A poucos dias da primeira rodada da eleição presidencial na Polônia, marcada para domingo (18), o ambiente político e social do país tem sido marcado por uma escalada do sentimento anti-ucraniano. Após o início da invasão em larga escala da Ucrânia pela Rússia, em fevereiro de 2022, os poloneses demonstraram solidariedade massiva. Mas, três anos depois, a disposição da população em acolher os refugiados vem diminuindo drasticamente, segundo a rede BBC.
De acordo com o Centro de Pesquisas de Opinião Pública CBOS, apenas 50% dos poloneses são atualmente favoráveis à permanência de refugiados ucranianos no país, uma queda de sete pontos percentuais em apenas quatro meses. Em 2022, esse número era de 81%. Segundo dados oficiais, cerca de 2,5 milhões de ucranianos vivem hoje na Polônia, o que representa quase 7% da população total.
A tensão tem se refletido diretamente na campanha presidencial. O candidato mais bem colocado nas pesquisas é Rafal Trzaskowski, da coalizão do primeiro-ministro Donald Tusk. Embora seja o nome mais pró-Ucrânia da disputa, tem evitado destacar esse posicionamento para conquistar eleitores de centro.
“Ele está respondendo à mudança de atitudes do público. O entusiasmo inicial em apoiar vítimas da guerra está desaparecendo, sentimentos negativos estão se sobrepondo, e isso se tornou um tema desconfortável para ele”, afirma o analista político Marcin Zaborowski.

Outros concorrentes adotam posturas hostis. Karol Nawrocki, em segundo lugar nas pesquisas, é contra o apoio financeiro aos refugiados e se opõe à entrada da Ucrânia na União Europeia (UE) e na Otan (Organização do Tratado do Atlântico Norte).
Mais radical é a posição do populista de extrema direita Slawomir Mentzen, que aparece em terceiro lugar e defende um “acordo” com o presidente russos Vladimir Putin. Outro nome da extrema direita, Grzegorz Braun, que tem 3% das intenções de voto, está sendo investigado pela polícia após arrancar uma bandeira ucraniana da fachada de um prédio público durante um comício.
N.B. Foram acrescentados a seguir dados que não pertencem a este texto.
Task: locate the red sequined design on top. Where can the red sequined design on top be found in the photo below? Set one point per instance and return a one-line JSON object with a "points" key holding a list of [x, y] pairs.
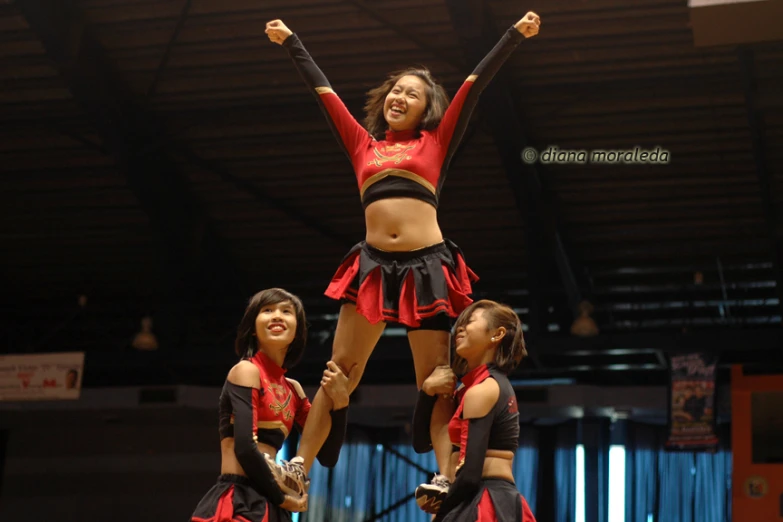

A ONG do analista Michal Marek, que monitora campanhas de desinformação, alerta para uma onda coordenada de conteúdos russos voltados à polarização do eleitorado polonês. “As principais narrativas são de que os ucranianos estão roubando o orçamento da Polônia, que não nos respeitam, que querem nos assaltar e matar, e que são responsáveis pela guerra”, afirma Marek. Segundo ele, essas mensagens têm origem em canais russófonos no Telegram e são republicadas com traduções automáticas para o público polonês. “E estão sendo empurradas para dentro da infosfera polonesa.”
Crianças ucranianas sofrem bullying
Para além das redes sociais, episódios de xenofobia têm afetado o cotidiano de milhares de refugiados. Svitlana, mãe ucraniana de 31 anos que pediu anonimato, relatou à BBC que a filha, aluna de uma escola polonesa, passou a sofrer bullying.
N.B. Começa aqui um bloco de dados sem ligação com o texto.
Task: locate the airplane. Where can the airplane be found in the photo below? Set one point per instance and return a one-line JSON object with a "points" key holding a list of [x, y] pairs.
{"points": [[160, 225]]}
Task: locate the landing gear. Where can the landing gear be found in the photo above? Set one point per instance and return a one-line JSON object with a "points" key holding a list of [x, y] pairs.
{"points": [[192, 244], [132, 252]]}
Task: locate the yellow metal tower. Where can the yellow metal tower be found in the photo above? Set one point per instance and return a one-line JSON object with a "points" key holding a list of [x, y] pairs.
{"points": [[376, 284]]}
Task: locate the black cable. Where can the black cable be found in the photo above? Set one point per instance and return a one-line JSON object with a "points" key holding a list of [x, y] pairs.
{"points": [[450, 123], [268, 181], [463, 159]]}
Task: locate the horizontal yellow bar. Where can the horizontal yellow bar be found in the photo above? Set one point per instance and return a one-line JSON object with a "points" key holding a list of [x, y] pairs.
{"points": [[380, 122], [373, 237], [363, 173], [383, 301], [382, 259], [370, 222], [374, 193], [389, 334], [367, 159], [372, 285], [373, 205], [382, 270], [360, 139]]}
“Duas semanas atrás, ela chegou em casa e disse: ‘Um menino me disse hoje: volte para a Ucrânia’”, contou a mãe. Ainda segundo ela, dias depois, colegas simularam um bombardeio gritando “Míssil! Abaixem-se!” e rindo. Na mesma semana, um míssil russo havia atingido a cidade natal da menina, matando dezenas de civis, inclusive crianças. “Ela voltou para casa chorando”, conta Svitlana.
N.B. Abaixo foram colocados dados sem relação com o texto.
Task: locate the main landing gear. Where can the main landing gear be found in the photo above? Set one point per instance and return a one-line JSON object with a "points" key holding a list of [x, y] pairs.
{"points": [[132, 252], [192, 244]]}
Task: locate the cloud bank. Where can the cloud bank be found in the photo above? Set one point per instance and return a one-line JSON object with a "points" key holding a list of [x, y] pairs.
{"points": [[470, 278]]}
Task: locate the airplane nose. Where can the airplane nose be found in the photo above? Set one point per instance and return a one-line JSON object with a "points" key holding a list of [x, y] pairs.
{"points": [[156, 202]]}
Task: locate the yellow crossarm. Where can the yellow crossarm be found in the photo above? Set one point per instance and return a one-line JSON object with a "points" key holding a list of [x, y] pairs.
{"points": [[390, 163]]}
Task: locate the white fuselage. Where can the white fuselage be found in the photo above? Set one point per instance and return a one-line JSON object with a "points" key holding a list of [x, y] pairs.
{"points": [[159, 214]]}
Casos semelhantes foram registrados em transportes públicos, ambientes de trabalho e redes sociais. Natalia Panchenko, ativista e presidente da fundação Stand with Ukraine, com sede em Varsóvia, relata que o discurso de ódio ultrapassou o ambiente virtual. “Recentemente, temos cada vez mais dessas situações: abuso xenofóbico contra pessoas que trabalham em lojas ou hotéis apenas porque falam com sotaque ucraniano.”
Natalia lembra com emoção do período inicial da guerra, quando milhares de poloneses se mobilizaram para ajudar. “Foi incrível. Todos os dias as pessoas ligavam perguntando: ‘Como podemos ajudar?’ Organizaram comboios humanitários, abriram suas casas, deram comida, tudo o que tinham, e seus corações também.”
A ativista acredita que a maioria da população ainda apoia a Ucrânia, mas reconhece a virada. “Esses grupos de mulheres e crianças estão aqui por causa da guerra. Muitas vezes seus parentes estão na linha de frente, em cativeiro ou mortos. E são justamente essas pessoas que estão sendo atacadas.”